All of this began to change in he early 1950's when the new medium of television began to gain a mass audience. Most radio performers could see the handwriting on the wall and quickly jumped over to television.
Suddenly there was a huge void of programming on the radio dial. Enter one Todd Stortz of Omaha, NE who had a new vision for radio. Indeed it was Todd Stortz who came up with the concept of Top 40 radio. I was fascinated by Marc Fisher's account of how this format was conceived and promoted by Stortz. Although I have been a radio buff all of my life this is a story I had really never heard. It is fascinating reading! For the next three decades it would be the Top 40 sound that would dominate the airwaves. This is the radio most baby boomers like myself grew up with. Radio had become much more of a local proposition. It seems that we all had our favorite disc jockeys and most of the kids I knew relished the wide variety of music on the radio in those days. It was an exciting time to be a teen! But the reality was that the radio audience had begun to fragment. Even before Top 40 began to fade in the mid to late 1970's listeners were casting about for new and different programming on the radio. Marc Fisher goes on to document the evolution of talk radio, public radio, album-oriented rock, the emergence of "shock" jocks and a whole host of other formats that have been attempted over the years. Towards the end of the book, Fisher also discusses innovative new offerings such as satellite and HD radio. Unfortunately, it seems like the radio audience is more fragmented than ever and Fisher points his finger directly at consultants and the aforementioned media consolidation as the main culprits.

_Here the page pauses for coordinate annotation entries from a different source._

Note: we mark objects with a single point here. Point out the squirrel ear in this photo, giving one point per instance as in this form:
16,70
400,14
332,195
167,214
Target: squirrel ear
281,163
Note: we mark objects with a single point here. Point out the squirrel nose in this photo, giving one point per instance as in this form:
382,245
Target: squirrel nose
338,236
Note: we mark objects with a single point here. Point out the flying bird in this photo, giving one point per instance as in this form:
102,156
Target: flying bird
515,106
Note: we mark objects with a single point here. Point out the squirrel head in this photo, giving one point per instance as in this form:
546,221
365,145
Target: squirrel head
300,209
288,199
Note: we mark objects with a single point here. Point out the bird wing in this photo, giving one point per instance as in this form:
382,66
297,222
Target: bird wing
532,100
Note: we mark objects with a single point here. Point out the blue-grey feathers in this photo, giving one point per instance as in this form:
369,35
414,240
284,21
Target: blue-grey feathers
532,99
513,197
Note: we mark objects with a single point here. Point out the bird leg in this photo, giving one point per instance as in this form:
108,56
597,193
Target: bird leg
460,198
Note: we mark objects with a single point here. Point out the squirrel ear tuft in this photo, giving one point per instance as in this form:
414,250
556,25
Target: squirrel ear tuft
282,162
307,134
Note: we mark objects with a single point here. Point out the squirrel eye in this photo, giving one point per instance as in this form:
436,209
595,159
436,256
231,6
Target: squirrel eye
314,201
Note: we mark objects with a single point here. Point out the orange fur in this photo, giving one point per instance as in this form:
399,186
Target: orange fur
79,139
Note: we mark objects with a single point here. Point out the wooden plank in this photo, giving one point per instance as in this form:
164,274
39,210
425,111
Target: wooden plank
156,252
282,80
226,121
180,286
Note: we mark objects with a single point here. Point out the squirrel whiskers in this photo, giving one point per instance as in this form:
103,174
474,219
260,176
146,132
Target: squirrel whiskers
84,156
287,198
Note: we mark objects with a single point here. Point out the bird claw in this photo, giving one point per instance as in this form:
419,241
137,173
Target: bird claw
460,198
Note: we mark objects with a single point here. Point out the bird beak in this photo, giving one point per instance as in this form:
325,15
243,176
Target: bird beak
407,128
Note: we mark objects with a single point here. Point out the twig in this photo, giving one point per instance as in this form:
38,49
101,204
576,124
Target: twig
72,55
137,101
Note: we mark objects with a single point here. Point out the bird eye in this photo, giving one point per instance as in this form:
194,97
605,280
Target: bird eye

Today radio is dominated by the likes of media giants Clear Channel, Cumulus, Infinity and Citadel who combined own more than half of the radio stations in this country. A large portion of local programming has been replaced by dreary syndicated offerings. Many of us wonder what will become of it all. Is radio even worth listening to anymore? Yet for all of its flaws and all of our complaining we still do listen. The average adult in this country tunes in for about three hours each day. Marc Fisher speculates what the future might be for radio. With so many alternatives now available to each of us it is hard to imagine that radio will ever again be the shared experience that so many people long for. I found "Something In The Air" to be one of the more entertaining books I have read in recent months. It is a book that should appeal to people of all ages. This one is extremely well written and very informative to boot. Highly recommended!